Hay algo profundamente extraño en la Navidad y es que la obedecemos sin cuestionarla. De repente, hay que querer más, visitar más, llamar, escribir, regalar, reunirse y celebrar. Todo junto y todo ahora. Como si el afecto necesitara permiso del calendario y como si durante el resto del año no estuviera del todo bien querer, dar o estar.
La Navidad se ha convertido en un uniforme emocional. Uno se lo pone aunque no le quede bien, aunque le apriete o aunque no esté en el momento vital adecuado. Y quien no se lo pone parece que incumple una norma no escrita, casi moral.
En redes sociales, medio Occidente aparece vestido igual. Pijamas de cuadros rojos y verdes, copas en alto, árboles perfectamente iluminados al fondo. Familias alineadas en una estética común que transmite una idea muy concreta: aquí todo está bien. No importa cómo estés realmente, importa que lo parezca. La intimidad ya no se vive, se demuestra.
Si uno se va un poco más atrás, a los orígenes de todo esto, a esa tradición cristiana de la que tanto se habla y tan poco se practica, la Navidad no iba de demostrar nada, sino de algo mucho más incómodo y menos fotografiable, la gratitud y la generosidad. Gratitud no entendida como ese ejercicio diario de autoafirmación en stories, ese "gracias por todo lo que tengo" repetido como un mantra automático, sino como una conciencia profunda de lo recibido y una responsabilidad silenciosa hacia los demás.
Porque el mayor gesto de gratitud casi nunca se cuenta. No se sube. No se exhibe. No busca aplauso. Y la solidaridad real suele ser discreta, incluso invisible, justo lo contrario de lo que hoy se premia.
Quizá por eso resulta tan llamativo que concentremos tantas expectativas emocionales en unos pocos días. Como si el cariño, el cuidado o la atención solo adquirieran valor cuando vienen acompañados de ritual, decoración y calendario. Como si el año necesitara un cierre sentimental obligatorio antes de terminar.
Este año estoy en República Dominicana, en un resort de "todo incluido", con una pulsera en la muñeca que promete que no tienes que pensar demasiado. Estoy con mi amiga y socia Bea Fanjul, y nuestra forma de vivir estos días se parece poco a lo que suele esperarse. Nos acostamos pronto, nos levantamos a las seis, entrenamos por la mañana y jugamos al tenis por la tarde. Mucha lectura (ella con su ebook; yo fiel al papel palpable). Apenas bebemos alcohol, entre otras cosas porque el alcohol del "todo incluido" deja mucho que desear teniendo los vinos que tenemos en España. A lo sumo, una cerveza a media mañana. Suficiente.

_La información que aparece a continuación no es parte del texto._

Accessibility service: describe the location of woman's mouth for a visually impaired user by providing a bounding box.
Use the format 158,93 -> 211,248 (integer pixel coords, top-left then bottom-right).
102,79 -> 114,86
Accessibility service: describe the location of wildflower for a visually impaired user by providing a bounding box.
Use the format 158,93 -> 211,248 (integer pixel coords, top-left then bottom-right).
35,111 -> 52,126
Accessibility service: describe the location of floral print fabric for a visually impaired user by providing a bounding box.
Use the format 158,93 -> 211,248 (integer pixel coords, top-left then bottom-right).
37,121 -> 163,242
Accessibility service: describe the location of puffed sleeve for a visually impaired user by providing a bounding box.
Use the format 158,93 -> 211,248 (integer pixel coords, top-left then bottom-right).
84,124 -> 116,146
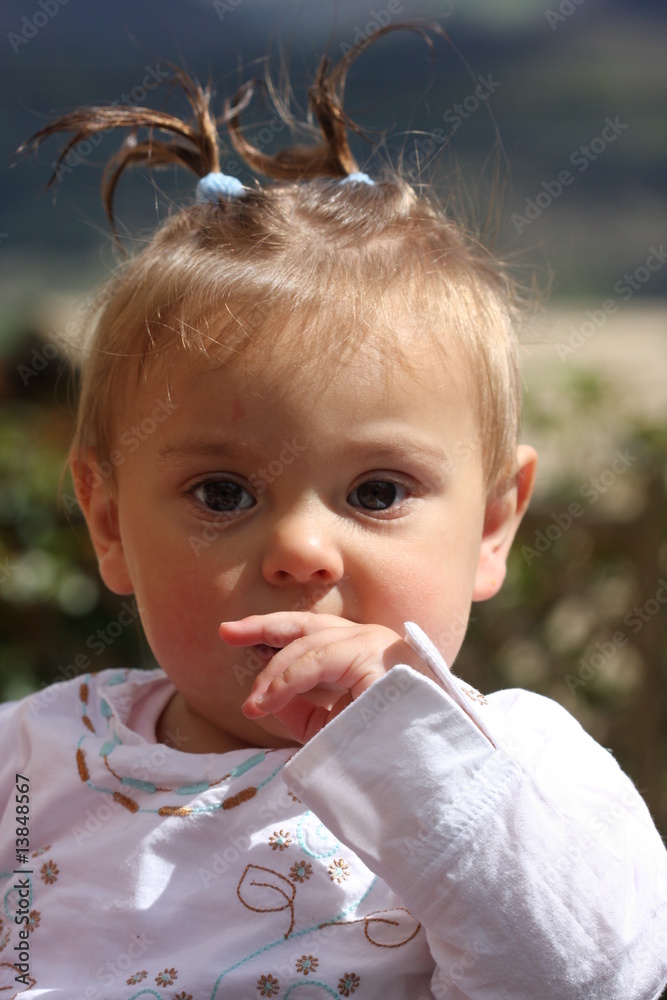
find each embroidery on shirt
[319,906,421,948]
[327,858,350,885]
[257,974,280,997]
[290,861,313,884]
[125,969,148,986]
[236,865,296,939]
[269,830,292,851]
[296,811,341,859]
[338,972,361,997]
[75,673,284,816]
[79,681,95,733]
[155,968,178,986]
[40,861,60,885]
[296,955,320,976]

No hay grandes brindis ni excesos. Hay descanso. Hay rutina elegida. Hay silencio mental.
Vengo de una agenda estriónica, socialmente activa, intensa hasta el agotamiento. Eventos, viajes, cenas, conversaciones, decisiones. Una agenda muy similar, o incluso más exigente, es la de Bea, que compagina su responsabilidad como presidenta de Nuevas Generaciones del Partido Popular con su labor como diputada. En mundos distintos, pero con una intensidad parecida, a las dos nos une lo mismo, una sucesión constante de compromisos profesionales y sociales que, llegado un punto, te empujan a necesitar desconectar del todo, sin ruido y sin explicación.
A veces resulta extraño comunicarle a la familia que te vas en estas fechas y que volverás más adelante, que no es un rechazo ni una huida, sino otra forma de estar y también de querer. Pero también conviene decirlo sin culpa: no todas las Navidades tienen que vivirse igual ni responder al mismo patrón.
Tal vez el problema no sea el lugar, ni la tradición, ni siquiera la puesta en escena. El problema es la norma. La norma de sentir lo correcto en el momento correcto, de querer cuando toca, de cumplir emocionalmente antes de cerrar el año.
La Navidad podría ser una pausa consciente, un ejercicio real de gratitud y generosidad. Pero no debería ser un disfraz ni una coreografía colectiva. Y desde luego, no un uniforme emocional que todos tengamos que ponernos, aunque no nos quede.